During the past decades decision makers worldwide have been faced with the accumulated and threatening effects of industrialization. The far-reaching effects of industrialization include pollution of land, water and air and most decision makers are in agreement that we urgently need a change in direction. To this end, almost all business decisions today involve the consideration of environmental issues. Decisions about productivity, efficiency and maintenance are all deeply entangled with environmental issues as both economical and technological advances need to be sustainable (Bryson & Lombardi, 2009). But despite the pervasiveness of environmental issues, most firms remain confused about the meaning of sustainability. In fact, managers for industrial firms are faced with a complex nested system as they are forced to recognize how the firm’s economy is part of a larger ecological system. However, most firms persist in treating environmental and economic performances as independent components. The link between economic and environmental performance remains enigmatic, despite the myriad of laws and regulations established the past few years.

The growing attention to environmental issues and the need for sustainable development in today’s industrial landscape have brought to the surface some significant challenges in the way in which many firms generate, process, and manage information (Fairbank et al., 2006). Taking the process industry as an example, process industry firms rely on information and communication technology (ICT) in their daily operations. The scale and complexity of the information required and produced in their operations are massive, and as the demands for sustainable production increase this puts additional pressure on the information processing capabilities for these firms. Without some mechanisms in place to manage and process information, decision makers in these firms might not fully understand the financial, operational, and environmental implications of their operations.

These challenges derive from three distinctive yet interrelated aspects. First, it derives from the incompleteness of information available for planning and decision making (Fairbank et al., 2006). Such incompleteness may be associated with the lack of systematic efforts in collecting information, or result from information being managed by one part of the organisation but not shared with others (Holmström & Boudreau, 2006). Second, the challenge can derive from ineffective understanding of information requirements from internal or external stakeholders (Sauer & Willcocks, 2002). Third, the challenge can derive from the demand for speed in obtaining and processing information (Prahalad & Krishnan, 2002). Many organisations are recognizing their failure in effectively using ICT to leverage their businesses and the inability to address some, or all, of the above challenges is connected closely to an organisation’s information processing capability (Fairbank et al., 2006).

Building upon the need to simultaneously address financial and environmental goals, the emphasis of this paper is on how organisations can address such demands and challenges by innovating their information processing capability enabled by ICT. We conclude the paper by discussing challenges posed by the environmental goals for the information systems field to further improve our research skills and methods. We are particularly interested in what ways ICT-based services can help to steer decision making in paths that are in concert with a sustainable development for the firm.
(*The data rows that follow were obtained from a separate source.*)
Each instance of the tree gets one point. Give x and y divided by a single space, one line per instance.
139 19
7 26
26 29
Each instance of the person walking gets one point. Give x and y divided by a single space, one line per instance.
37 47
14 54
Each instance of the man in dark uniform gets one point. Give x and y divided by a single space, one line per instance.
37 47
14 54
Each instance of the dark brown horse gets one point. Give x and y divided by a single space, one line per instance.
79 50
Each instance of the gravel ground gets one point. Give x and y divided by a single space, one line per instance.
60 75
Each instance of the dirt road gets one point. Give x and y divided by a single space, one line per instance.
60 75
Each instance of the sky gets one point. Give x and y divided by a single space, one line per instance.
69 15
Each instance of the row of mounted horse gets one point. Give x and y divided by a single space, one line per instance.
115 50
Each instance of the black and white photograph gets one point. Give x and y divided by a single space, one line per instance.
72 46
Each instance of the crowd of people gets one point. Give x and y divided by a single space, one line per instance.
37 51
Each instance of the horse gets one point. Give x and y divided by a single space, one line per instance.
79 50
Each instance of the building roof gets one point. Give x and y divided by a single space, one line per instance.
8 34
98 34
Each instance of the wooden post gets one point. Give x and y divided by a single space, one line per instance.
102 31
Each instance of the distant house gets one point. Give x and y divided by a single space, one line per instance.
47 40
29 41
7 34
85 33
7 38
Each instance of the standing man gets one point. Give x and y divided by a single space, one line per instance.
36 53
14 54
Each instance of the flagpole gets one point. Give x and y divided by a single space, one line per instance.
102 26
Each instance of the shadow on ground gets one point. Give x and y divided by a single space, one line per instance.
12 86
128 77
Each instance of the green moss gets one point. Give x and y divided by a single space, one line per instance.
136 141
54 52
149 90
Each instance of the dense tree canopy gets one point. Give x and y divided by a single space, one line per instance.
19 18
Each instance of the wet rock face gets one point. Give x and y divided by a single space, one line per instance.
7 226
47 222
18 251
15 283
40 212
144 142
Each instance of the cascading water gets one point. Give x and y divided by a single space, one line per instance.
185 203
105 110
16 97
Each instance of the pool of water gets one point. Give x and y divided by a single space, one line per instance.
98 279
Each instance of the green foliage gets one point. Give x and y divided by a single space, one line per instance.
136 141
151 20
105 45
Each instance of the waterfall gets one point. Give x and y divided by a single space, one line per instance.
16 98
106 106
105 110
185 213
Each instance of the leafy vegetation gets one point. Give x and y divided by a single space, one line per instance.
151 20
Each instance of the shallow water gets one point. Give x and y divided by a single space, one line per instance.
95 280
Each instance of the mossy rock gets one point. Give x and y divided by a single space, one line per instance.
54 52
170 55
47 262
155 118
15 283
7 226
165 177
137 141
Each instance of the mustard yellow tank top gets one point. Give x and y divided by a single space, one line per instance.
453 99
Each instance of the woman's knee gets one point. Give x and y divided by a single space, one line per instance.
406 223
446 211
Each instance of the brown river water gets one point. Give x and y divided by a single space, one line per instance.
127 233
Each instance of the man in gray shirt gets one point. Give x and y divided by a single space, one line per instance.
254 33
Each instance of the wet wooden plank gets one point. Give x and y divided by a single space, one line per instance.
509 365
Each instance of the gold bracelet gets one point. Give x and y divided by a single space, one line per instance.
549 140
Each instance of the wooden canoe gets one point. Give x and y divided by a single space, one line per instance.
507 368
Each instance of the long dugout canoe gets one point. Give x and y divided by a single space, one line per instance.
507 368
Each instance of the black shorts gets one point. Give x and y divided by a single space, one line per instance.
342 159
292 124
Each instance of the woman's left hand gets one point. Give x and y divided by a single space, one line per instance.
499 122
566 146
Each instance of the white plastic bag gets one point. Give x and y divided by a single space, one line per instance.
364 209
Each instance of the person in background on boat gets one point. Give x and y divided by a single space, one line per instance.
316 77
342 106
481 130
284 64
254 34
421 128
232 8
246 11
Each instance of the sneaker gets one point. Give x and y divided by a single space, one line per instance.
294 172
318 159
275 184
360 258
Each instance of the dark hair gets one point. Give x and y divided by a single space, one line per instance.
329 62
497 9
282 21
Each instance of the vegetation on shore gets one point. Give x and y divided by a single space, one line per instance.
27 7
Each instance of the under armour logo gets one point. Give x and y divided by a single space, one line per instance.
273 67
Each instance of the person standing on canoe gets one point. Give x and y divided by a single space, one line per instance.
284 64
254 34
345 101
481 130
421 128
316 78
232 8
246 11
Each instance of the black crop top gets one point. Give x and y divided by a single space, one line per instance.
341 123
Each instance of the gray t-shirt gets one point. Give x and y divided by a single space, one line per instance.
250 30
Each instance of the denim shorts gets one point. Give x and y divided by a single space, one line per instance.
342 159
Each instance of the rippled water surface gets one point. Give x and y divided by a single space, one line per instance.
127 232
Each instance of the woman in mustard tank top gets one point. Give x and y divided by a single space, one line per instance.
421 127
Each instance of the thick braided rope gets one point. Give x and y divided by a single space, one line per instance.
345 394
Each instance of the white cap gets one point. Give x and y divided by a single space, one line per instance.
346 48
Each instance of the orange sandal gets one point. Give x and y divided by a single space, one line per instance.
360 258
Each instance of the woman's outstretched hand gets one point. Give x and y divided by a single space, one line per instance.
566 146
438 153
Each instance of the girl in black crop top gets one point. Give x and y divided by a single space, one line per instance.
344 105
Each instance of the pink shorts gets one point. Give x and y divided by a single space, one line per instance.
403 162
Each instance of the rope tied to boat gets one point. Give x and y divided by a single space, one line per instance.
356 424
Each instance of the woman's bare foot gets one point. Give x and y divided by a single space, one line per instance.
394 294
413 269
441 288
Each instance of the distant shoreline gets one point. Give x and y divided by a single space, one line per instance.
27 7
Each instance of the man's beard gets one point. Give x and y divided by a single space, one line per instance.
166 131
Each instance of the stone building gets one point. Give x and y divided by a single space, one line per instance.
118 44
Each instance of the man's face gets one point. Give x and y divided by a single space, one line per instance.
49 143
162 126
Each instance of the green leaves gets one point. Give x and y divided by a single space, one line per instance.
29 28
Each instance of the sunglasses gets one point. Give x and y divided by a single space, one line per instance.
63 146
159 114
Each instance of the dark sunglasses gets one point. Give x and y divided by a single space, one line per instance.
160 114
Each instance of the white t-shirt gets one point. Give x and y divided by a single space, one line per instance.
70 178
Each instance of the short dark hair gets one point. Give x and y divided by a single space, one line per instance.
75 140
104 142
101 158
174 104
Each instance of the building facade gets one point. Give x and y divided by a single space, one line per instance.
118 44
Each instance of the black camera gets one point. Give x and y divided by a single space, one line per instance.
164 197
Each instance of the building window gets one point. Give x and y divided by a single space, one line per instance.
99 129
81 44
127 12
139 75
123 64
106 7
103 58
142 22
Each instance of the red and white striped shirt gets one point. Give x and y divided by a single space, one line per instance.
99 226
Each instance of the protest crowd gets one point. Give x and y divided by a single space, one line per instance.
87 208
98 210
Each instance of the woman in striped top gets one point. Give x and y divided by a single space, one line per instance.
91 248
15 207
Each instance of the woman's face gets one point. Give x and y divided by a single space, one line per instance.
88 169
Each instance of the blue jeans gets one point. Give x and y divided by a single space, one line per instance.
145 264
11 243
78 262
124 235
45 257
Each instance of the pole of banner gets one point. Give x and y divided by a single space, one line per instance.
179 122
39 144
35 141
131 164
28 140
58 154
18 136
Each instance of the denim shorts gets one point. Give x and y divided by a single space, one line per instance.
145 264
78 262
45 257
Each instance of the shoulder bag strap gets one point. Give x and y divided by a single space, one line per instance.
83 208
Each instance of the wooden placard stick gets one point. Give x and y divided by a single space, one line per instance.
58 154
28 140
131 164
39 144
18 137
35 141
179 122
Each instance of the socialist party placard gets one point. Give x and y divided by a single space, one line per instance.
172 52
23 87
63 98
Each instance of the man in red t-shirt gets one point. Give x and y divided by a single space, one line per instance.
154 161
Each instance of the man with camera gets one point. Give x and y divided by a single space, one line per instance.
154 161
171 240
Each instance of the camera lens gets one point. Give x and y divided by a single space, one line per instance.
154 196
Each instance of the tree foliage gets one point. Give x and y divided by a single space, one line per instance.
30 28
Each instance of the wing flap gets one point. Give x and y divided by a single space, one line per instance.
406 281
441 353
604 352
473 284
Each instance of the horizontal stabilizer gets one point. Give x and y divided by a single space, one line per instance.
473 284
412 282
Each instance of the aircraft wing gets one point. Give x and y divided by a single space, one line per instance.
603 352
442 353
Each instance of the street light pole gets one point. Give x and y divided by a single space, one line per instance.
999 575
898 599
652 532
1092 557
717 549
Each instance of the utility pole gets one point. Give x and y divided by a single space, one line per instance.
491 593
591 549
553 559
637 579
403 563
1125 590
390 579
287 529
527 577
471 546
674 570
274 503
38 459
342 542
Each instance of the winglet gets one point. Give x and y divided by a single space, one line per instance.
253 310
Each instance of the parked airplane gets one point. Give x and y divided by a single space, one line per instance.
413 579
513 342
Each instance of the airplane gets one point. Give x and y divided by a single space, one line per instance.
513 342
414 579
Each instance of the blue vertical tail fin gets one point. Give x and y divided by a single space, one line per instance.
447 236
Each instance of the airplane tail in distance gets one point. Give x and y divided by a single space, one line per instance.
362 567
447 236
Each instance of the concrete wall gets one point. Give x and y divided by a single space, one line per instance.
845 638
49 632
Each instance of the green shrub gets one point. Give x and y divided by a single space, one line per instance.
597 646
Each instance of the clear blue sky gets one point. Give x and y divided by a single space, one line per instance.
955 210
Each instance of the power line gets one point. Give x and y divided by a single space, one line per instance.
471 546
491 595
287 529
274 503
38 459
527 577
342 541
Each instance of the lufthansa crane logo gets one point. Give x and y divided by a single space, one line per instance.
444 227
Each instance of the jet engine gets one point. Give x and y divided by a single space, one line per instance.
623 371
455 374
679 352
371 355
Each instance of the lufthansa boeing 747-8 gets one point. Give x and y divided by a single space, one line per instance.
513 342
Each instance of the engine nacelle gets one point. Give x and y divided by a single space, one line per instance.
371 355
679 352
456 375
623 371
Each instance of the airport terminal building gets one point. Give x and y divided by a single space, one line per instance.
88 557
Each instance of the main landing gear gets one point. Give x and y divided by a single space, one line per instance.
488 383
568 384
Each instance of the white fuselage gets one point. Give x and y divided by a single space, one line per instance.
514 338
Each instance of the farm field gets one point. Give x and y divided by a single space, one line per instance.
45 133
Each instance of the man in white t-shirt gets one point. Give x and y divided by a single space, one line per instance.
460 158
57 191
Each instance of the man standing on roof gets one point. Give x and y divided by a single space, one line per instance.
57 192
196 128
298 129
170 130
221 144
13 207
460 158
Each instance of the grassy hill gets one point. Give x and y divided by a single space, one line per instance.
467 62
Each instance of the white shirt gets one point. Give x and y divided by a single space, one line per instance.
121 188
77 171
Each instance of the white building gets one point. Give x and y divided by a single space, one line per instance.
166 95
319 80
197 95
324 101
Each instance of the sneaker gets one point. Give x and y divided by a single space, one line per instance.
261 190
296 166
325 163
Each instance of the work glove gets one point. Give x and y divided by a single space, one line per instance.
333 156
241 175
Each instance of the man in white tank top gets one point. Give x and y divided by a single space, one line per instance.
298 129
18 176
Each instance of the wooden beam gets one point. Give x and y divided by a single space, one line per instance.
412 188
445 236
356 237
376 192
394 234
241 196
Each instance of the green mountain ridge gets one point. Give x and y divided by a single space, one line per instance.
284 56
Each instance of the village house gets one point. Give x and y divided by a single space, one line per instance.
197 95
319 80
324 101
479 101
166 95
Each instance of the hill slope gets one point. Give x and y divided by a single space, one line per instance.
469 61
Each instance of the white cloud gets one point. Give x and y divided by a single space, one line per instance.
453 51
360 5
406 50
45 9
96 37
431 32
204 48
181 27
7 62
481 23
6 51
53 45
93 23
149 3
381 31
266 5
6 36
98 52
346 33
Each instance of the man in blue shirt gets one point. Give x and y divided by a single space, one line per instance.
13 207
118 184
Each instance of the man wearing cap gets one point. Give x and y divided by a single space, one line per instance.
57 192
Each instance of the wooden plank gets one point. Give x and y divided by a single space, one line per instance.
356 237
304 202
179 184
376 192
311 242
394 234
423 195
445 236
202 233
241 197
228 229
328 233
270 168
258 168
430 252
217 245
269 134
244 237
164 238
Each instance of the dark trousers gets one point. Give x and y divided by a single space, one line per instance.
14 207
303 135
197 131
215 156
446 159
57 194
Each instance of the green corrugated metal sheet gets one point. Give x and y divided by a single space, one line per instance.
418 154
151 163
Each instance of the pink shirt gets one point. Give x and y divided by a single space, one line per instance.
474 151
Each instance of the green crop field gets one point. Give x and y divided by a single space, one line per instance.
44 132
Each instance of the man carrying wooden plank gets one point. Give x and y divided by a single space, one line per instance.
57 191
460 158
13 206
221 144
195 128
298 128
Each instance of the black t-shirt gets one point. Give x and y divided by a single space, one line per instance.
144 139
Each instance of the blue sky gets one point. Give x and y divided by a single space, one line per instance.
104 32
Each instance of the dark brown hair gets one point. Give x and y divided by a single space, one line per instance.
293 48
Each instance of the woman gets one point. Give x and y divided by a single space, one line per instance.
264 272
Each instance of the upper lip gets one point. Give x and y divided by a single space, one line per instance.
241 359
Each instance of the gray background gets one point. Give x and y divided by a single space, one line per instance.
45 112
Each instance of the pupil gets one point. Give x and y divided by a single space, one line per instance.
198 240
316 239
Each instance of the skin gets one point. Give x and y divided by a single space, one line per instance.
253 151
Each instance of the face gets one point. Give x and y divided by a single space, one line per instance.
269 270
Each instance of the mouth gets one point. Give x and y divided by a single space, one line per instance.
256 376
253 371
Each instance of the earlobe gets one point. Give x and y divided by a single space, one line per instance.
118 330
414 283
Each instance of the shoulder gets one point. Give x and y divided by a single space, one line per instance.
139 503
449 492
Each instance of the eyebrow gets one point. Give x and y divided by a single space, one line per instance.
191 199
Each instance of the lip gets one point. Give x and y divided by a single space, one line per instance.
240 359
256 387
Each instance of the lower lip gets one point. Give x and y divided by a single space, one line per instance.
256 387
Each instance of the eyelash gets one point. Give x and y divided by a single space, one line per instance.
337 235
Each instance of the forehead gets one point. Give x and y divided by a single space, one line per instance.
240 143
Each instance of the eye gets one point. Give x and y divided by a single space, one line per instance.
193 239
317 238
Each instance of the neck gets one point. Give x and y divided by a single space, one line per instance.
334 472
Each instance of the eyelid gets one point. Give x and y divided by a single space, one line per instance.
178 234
If one takes a closer look at the conditions under which decision making are made in industrial firms – with all the associated economical and environmental consequences – the most fundamental condition concerns the incomplete knowledge on the part of the industrial firm. This is clearly the case when a company is forced, either by a new regulation or a local opinion, to reconsider its production rationale. The above suggests that the most rational strategy for a company facing changes in their production processes is to engage in open innovation projects to engage external expertise in solving the problem. We see two reasons for this: (1) today’s industrial firms lack the knowledge needed to successfully address the environmental challenges facing them, and (2) the uncertainty and equivocality related to these challenges are high.